1)Have the blade line up with the mark along one side.
Use your thumb to release the guard of the blade, and align the cut with one edge of the blade. Take your fingers away from the switch to release the guard, then put your fingers back to the switch as you cut. Listen to the blade–you’ll hear that it reaches its top speed, then you can cut. Let the blade stop completely before you raise it. For the most accuracy, use a clamp.
2)Fine-tune the cut.
Adjust the angle of the blade slightly in order to fine-tune your cuts if you need a tighter fit. You can hold the blade adjuster in position, then make sure the locking handle is tight.

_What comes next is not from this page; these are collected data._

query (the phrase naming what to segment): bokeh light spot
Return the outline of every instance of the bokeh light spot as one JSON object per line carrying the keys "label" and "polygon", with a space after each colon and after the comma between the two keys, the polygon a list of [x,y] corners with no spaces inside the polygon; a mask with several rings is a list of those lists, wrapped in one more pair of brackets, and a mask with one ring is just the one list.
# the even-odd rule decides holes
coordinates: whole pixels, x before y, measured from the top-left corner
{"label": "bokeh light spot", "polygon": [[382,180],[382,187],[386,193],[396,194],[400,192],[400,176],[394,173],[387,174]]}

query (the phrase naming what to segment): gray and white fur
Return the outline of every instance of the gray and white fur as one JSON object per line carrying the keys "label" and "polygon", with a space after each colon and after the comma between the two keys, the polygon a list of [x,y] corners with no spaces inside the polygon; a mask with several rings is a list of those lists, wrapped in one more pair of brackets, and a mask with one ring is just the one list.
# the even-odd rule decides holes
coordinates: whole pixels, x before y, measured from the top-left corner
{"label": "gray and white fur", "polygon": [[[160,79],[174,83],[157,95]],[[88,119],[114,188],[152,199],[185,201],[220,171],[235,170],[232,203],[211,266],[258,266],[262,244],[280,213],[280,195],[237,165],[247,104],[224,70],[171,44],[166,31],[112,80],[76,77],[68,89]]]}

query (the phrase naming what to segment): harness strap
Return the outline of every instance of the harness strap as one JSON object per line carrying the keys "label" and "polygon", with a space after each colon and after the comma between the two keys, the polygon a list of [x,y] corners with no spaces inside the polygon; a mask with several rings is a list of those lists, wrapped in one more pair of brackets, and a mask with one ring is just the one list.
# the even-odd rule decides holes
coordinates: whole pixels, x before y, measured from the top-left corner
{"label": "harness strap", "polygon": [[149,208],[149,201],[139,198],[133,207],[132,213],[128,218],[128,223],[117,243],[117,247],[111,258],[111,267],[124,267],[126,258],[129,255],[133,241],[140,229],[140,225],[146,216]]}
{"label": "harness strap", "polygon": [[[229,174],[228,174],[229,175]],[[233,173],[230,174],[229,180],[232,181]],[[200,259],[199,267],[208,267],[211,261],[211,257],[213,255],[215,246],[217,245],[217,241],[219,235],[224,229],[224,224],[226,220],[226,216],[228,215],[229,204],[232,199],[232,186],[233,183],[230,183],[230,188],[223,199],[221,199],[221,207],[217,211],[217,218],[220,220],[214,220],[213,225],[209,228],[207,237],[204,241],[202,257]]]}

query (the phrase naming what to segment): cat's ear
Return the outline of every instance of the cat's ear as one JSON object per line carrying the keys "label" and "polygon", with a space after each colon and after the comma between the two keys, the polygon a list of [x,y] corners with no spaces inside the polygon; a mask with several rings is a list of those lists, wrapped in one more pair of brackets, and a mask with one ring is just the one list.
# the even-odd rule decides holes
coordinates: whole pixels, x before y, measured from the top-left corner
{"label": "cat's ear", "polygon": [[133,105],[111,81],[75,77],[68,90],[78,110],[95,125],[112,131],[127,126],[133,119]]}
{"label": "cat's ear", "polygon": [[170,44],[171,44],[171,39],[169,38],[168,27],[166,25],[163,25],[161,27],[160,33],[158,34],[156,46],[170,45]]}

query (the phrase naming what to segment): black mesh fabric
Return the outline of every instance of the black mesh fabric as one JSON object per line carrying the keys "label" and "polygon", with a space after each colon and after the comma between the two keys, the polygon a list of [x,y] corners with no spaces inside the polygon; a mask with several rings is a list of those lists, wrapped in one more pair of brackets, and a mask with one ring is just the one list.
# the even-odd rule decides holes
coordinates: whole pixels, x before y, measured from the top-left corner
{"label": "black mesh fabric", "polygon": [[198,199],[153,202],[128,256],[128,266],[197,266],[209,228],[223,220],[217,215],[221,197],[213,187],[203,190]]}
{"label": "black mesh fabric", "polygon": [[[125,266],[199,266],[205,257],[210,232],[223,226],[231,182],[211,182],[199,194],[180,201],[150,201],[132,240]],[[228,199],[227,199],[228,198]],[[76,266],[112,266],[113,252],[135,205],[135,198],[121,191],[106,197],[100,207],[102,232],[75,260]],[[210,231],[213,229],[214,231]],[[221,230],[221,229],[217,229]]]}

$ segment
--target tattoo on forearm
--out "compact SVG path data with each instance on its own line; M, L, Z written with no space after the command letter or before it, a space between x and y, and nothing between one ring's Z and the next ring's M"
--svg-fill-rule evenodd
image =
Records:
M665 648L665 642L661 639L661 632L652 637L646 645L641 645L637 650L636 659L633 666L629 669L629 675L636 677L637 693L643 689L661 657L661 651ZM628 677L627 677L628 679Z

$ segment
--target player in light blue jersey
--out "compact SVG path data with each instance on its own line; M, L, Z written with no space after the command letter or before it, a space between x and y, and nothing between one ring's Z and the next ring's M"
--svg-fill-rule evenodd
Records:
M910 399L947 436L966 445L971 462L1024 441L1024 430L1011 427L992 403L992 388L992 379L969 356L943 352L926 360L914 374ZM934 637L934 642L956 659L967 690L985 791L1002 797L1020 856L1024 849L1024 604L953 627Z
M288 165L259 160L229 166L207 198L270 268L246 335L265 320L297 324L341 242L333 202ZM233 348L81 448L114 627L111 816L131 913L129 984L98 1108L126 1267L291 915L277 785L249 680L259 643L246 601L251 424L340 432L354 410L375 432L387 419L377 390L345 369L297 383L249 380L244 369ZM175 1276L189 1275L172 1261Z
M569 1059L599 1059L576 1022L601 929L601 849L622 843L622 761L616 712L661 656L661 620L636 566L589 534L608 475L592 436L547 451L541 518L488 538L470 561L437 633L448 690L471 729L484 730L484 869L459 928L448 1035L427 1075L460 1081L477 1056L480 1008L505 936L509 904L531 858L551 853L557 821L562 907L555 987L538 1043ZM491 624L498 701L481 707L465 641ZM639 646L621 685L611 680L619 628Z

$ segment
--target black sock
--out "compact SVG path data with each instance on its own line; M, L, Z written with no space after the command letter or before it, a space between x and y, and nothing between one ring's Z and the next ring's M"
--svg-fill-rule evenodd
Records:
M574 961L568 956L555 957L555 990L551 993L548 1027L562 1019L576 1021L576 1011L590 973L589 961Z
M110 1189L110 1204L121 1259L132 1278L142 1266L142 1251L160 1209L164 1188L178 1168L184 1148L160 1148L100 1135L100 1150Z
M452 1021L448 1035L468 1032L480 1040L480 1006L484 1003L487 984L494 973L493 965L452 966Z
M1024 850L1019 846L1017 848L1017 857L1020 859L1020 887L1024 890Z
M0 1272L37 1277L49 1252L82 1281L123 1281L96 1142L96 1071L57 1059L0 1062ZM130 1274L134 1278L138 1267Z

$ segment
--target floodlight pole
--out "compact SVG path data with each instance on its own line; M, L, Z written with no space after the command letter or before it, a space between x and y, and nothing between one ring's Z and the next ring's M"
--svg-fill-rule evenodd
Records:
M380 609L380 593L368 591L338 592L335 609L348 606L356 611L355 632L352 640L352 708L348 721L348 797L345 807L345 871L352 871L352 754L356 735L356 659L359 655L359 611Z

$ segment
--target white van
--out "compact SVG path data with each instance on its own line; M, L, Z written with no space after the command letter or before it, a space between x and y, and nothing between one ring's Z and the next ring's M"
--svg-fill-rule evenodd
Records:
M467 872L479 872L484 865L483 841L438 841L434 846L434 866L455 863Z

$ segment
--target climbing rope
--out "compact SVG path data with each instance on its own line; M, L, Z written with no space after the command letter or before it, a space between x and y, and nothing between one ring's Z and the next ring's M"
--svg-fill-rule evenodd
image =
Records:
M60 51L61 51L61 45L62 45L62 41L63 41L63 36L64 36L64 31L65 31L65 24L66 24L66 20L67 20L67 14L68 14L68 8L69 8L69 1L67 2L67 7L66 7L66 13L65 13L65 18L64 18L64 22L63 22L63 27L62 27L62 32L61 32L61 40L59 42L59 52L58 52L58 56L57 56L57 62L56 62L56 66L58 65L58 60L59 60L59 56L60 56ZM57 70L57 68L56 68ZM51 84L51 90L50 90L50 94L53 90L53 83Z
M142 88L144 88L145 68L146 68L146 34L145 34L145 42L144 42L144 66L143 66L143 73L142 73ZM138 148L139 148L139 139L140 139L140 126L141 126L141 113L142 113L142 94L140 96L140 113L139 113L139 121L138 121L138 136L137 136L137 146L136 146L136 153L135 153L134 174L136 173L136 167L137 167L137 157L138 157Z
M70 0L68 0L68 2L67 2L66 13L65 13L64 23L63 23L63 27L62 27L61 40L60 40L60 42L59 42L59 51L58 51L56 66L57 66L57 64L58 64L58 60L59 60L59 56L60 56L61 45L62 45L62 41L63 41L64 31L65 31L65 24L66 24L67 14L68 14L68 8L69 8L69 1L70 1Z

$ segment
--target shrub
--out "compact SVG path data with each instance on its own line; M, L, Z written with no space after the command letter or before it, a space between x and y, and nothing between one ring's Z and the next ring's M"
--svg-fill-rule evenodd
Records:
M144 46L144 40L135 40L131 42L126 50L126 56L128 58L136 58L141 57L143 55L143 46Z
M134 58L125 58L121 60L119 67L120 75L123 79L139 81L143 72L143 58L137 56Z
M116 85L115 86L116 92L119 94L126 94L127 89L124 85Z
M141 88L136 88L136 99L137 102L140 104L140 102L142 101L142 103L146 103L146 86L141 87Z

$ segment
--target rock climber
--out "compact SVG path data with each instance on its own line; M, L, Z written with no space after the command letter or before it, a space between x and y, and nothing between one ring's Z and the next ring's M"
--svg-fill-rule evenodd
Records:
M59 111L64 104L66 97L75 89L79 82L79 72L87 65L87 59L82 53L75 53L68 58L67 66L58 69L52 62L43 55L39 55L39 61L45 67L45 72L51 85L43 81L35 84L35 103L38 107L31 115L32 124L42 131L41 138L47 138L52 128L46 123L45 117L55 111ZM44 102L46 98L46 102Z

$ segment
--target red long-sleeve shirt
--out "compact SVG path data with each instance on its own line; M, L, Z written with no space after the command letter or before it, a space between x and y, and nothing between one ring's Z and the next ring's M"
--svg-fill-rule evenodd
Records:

3)If you’re making multiple cuts, make use of stop blocks.
You can make stop blocks by screwing two pieces of wood to the stand of your miter saw. These will help stop, if you’re cutting repeatedly at a certain length.
4)If you’re cutting crown molding, utilize a jig.
You can build a jig yourself to keep crown moldings at the angle you want, by screwing the jig in through holes that are in the fence of the miter saw. Mark inside the jig where the stop will be for the crown molding, and cut with the molding upside down.
Each miter saw is a little bit different according to MiterSawBuzz Reviews, so it will take some adjusting. You’ll get used to your saw and its small quirks the more you’re able to use it.